In total, the Treasury and DTI schemes could cost up to £1bn. But the vast bulk of that will be in the form of tax foregone. Although Mr Byers puts the cost of the DTI initiatives at £245m, most of this is funding already announced. The only new money on the table is the £30m being put into the Phoenix Fund. Many of the initiatives, such as corporate venturing which allows big companies to offset investment in start-up businesses against tax and capital gains tax breaks for investors, have proved successful in the US.

But here the plethora of new schemes has provoked criticisms that business will become confused about what is on offer while the tax system will become ever more complicated and arcane. Mr Byers sought to deflect these criticisms yesterday by arguing that the DTI was trying to target areas where it could make an impact, using government funds to leverage much bigger sums in from the private sector. "What we are trying to do is make up for the failures in the market. I happen to think that is the best way of doing it," he said.

The DTI estimates, for instance, that the new regional venture capital funds will bring in £250m from the private sector alongside £50m of government money. The bigger question is whether the initiatives will have any impact. The Institute of Fiscal Studies is dubious, saying that many of the measures aimed at small businesses had either been announced before, would have little impact on the economy or were without "any rationale".

Stephen Bond, an IFS analyst, said: "It is very unclear that the plethora of measures targeted at small firms will have any significant impact on the aggregate investment and productivity gaps that the Government has highlighted."

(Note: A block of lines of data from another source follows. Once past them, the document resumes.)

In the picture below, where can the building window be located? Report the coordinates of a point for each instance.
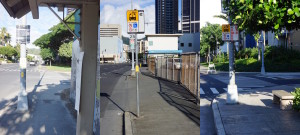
(182, 44)
(150, 43)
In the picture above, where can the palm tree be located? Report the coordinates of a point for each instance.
(4, 36)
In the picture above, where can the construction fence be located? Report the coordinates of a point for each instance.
(184, 69)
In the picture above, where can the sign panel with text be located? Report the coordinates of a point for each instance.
(23, 34)
(135, 22)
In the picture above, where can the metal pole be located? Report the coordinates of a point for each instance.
(263, 72)
(195, 72)
(209, 55)
(173, 69)
(137, 77)
(22, 97)
(189, 72)
(132, 52)
(232, 93)
(167, 67)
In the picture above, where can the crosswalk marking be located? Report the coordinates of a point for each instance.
(214, 90)
(17, 70)
(217, 91)
(239, 89)
(201, 91)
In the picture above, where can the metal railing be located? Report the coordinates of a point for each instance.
(185, 70)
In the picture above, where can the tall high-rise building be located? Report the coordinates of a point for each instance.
(190, 16)
(166, 16)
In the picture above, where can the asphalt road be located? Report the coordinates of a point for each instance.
(10, 80)
(110, 74)
(212, 85)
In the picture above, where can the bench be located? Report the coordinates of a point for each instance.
(284, 98)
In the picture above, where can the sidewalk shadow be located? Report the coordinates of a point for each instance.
(252, 117)
(179, 97)
(108, 97)
(47, 113)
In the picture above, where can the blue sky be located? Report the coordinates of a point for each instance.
(112, 12)
(38, 26)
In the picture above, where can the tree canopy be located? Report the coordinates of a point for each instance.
(47, 54)
(267, 15)
(51, 42)
(65, 51)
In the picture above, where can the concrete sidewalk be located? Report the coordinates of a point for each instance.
(48, 109)
(166, 108)
(255, 114)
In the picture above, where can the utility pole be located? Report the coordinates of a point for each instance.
(137, 77)
(132, 52)
(262, 71)
(232, 93)
(22, 97)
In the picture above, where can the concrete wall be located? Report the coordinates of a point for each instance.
(112, 47)
(163, 43)
(187, 38)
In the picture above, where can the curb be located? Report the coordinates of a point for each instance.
(217, 119)
(127, 124)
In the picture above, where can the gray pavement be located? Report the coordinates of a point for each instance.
(165, 108)
(256, 114)
(10, 81)
(206, 118)
(114, 98)
(48, 112)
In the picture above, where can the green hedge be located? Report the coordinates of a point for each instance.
(277, 59)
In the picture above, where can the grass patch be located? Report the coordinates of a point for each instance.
(61, 68)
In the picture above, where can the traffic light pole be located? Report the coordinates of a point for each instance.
(232, 91)
(22, 96)
(137, 77)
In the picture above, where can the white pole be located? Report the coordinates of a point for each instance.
(22, 97)
(232, 93)
(262, 71)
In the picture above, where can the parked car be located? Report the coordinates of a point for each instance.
(32, 63)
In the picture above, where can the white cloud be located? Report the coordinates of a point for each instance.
(209, 8)
(38, 27)
(125, 2)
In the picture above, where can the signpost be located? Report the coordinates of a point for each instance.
(23, 37)
(225, 32)
(136, 25)
(230, 32)
(234, 33)
(233, 36)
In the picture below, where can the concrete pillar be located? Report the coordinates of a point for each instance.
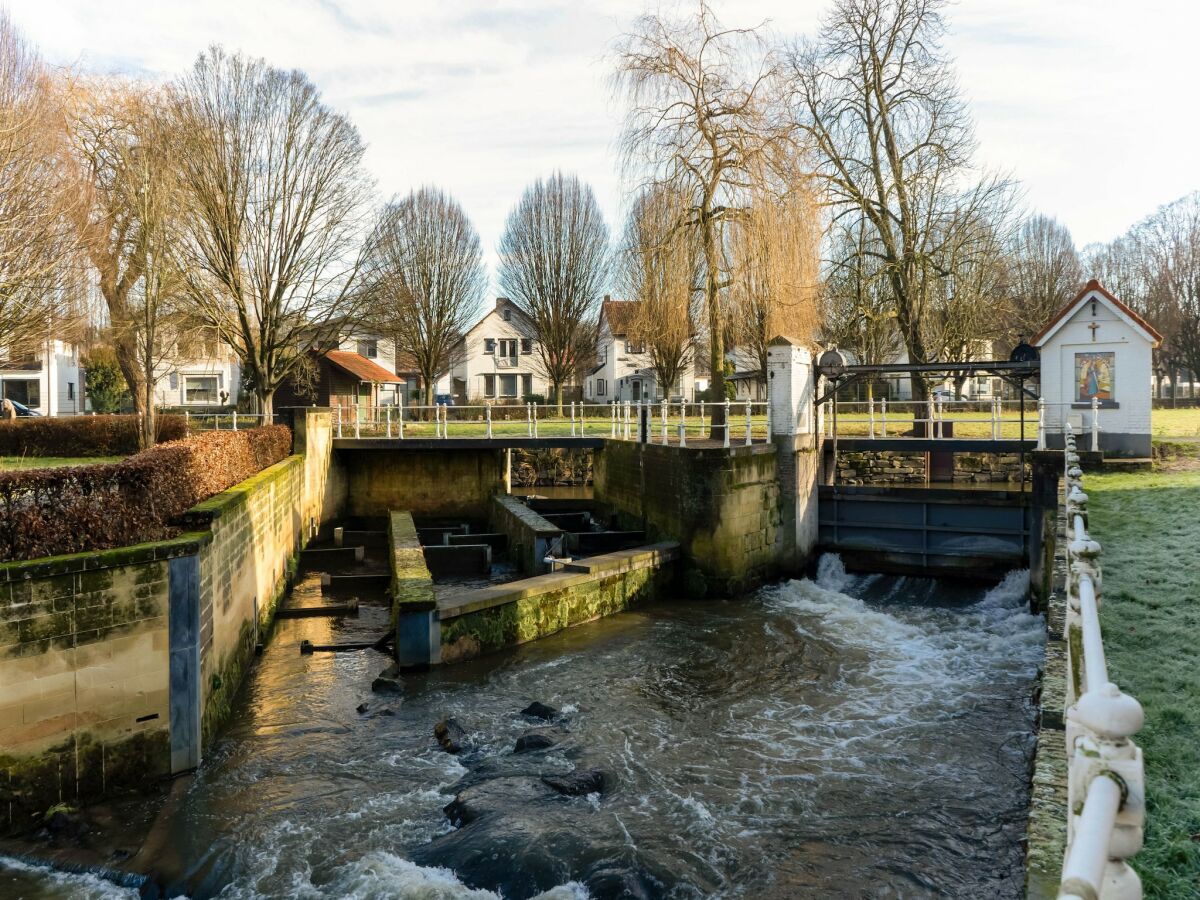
(791, 388)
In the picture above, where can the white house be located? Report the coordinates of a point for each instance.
(623, 370)
(1098, 348)
(205, 375)
(47, 381)
(497, 359)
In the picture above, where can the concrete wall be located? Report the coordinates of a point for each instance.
(120, 666)
(1125, 423)
(426, 483)
(489, 619)
(724, 507)
(531, 537)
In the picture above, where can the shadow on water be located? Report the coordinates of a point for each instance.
(849, 736)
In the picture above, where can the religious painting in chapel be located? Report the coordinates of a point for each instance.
(1093, 376)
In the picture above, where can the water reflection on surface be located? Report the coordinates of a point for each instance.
(840, 737)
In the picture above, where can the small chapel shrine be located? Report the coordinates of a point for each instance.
(1097, 364)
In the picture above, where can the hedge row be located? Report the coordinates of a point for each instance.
(82, 435)
(89, 508)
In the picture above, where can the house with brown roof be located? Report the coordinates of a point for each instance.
(624, 370)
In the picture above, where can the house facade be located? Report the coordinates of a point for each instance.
(47, 381)
(496, 360)
(624, 370)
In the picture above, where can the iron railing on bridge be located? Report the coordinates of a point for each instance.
(1105, 790)
(676, 423)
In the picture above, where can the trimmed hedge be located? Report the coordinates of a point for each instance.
(82, 435)
(89, 508)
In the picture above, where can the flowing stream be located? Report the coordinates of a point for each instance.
(845, 737)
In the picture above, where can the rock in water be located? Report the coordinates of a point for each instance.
(579, 784)
(539, 739)
(451, 736)
(540, 711)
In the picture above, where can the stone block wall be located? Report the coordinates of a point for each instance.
(426, 483)
(894, 467)
(531, 537)
(721, 505)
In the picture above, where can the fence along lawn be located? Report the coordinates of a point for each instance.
(1149, 525)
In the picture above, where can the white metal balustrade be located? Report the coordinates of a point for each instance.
(1105, 787)
(675, 423)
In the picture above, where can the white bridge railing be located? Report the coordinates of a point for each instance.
(948, 419)
(677, 423)
(1105, 790)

There is also scepticism among the entrepreneurs the Government is seeking to help. Much of the criticism has been directed at the capital Gains Tax reforms, designed to encourage long-term investment in small companies. The problem is that the new lower tax rates will be only for investors who own 25 per cent of a business or employees who own a minimum of 5 per cent.

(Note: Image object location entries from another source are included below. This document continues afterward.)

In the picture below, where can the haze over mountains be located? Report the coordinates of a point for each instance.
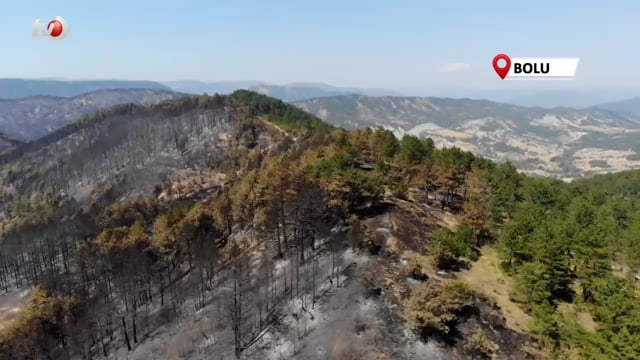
(562, 142)
(33, 117)
(20, 88)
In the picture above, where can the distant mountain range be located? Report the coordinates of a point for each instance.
(629, 108)
(288, 92)
(20, 88)
(33, 117)
(561, 142)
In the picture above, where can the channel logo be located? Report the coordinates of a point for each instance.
(56, 29)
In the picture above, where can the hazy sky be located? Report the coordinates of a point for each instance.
(374, 43)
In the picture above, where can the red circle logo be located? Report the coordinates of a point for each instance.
(54, 27)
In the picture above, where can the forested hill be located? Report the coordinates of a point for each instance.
(241, 227)
(7, 143)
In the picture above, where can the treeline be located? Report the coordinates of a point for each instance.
(560, 245)
(257, 242)
(148, 255)
(279, 112)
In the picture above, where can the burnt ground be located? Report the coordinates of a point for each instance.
(357, 317)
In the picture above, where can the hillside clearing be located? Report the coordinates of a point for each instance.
(485, 278)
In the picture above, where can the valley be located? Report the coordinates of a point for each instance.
(563, 143)
(239, 226)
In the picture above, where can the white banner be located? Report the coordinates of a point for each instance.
(535, 68)
(558, 68)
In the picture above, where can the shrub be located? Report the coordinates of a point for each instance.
(477, 344)
(433, 307)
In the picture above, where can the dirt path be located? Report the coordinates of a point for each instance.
(10, 305)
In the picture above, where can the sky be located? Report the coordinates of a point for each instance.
(376, 43)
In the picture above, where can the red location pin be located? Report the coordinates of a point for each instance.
(502, 71)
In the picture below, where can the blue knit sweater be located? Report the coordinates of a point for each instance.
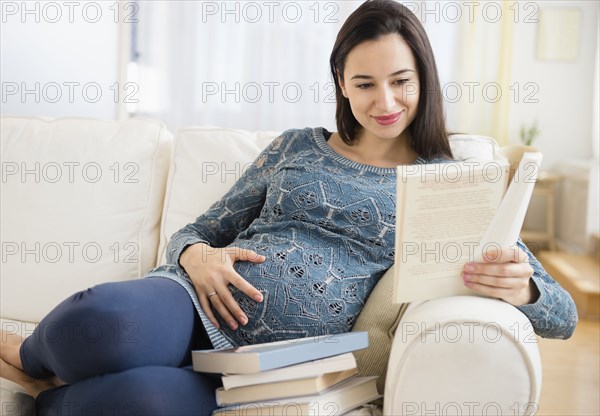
(326, 227)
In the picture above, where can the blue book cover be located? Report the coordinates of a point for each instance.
(260, 357)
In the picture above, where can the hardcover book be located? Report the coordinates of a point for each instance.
(283, 389)
(333, 402)
(304, 370)
(261, 357)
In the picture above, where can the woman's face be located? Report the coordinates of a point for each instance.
(382, 84)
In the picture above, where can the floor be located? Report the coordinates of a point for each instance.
(571, 373)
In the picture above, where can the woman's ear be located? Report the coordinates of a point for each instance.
(341, 82)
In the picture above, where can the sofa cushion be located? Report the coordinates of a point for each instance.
(81, 205)
(206, 162)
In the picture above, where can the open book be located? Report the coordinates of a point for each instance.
(449, 214)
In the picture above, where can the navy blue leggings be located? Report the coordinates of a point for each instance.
(124, 349)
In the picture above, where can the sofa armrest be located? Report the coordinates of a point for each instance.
(463, 355)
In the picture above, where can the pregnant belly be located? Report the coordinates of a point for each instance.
(304, 294)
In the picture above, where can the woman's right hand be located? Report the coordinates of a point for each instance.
(211, 270)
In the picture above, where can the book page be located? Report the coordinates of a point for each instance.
(443, 211)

Ian Sutherland, finance director of The Technology Partnership, an R&D outsourcing company employing 400 people on the outskirts of Cambridge, says: "The CGT changes will have no impact at all on us because we do not have any investors or employees in that category."

ProShare, the lobby group dedicated to promoting share-based investments, suspects the same will apply to many smaller high-tech companies and is urging the Government to allow all investors to take advantage of the new tax breaks.

Another initiative being treated with caution is the new employee share scheme, under which employers can grant staff up to £7,500 worth of shares a year tax free.

Existing Inland Revenue approved share schemes, run under the Save as You Earn system, allow employees to take cash plus interest instead of shares if the shares have underperformed. But the new scheme will require employees to shoulder the risk of the shares falling in value. They will also be locked in for five years.

Perhaps that is why the Treasury estimates the new scheme will be taken up by only 625,000 employees in addition to the 2 million already in the various Revenue-approved scheme. This is also a far cry from the Chancellor's stated objective of doubling the number of workers in employee share schemes.

The IFS was also dismissive of whether the R&D tax credits, targeted at 4,500 small and medium-sized companies, would have much impact.

Mr Bond said that small firms accounted for only 10 per cent of total spending on R&D. "We have serious doubt that the measures will do much to raise levels of investment and R&D spending," he said.

It has not all been brickbats, however. Ian Sutherland believes that the new Enterprise Management Initiative, entitling start-up companies to give up to 10 key employees share options worth £100,000, will be a winner. "It will undoubtedly encourage people to take more risks and I suspect it will be adopted by quite a number of companies in the Cambridge area," he said.

On balance, Mr Brown is still basking in the glory of a pre-Budget report perceived as pro-business. But as the IFS's Mr Bond notes: "In every Budget speech there is a section when the Chancellor, with almost religious zeal, announces a range of incomprehensible measures for small businesses. This Chancellor has raised this art form to new levels."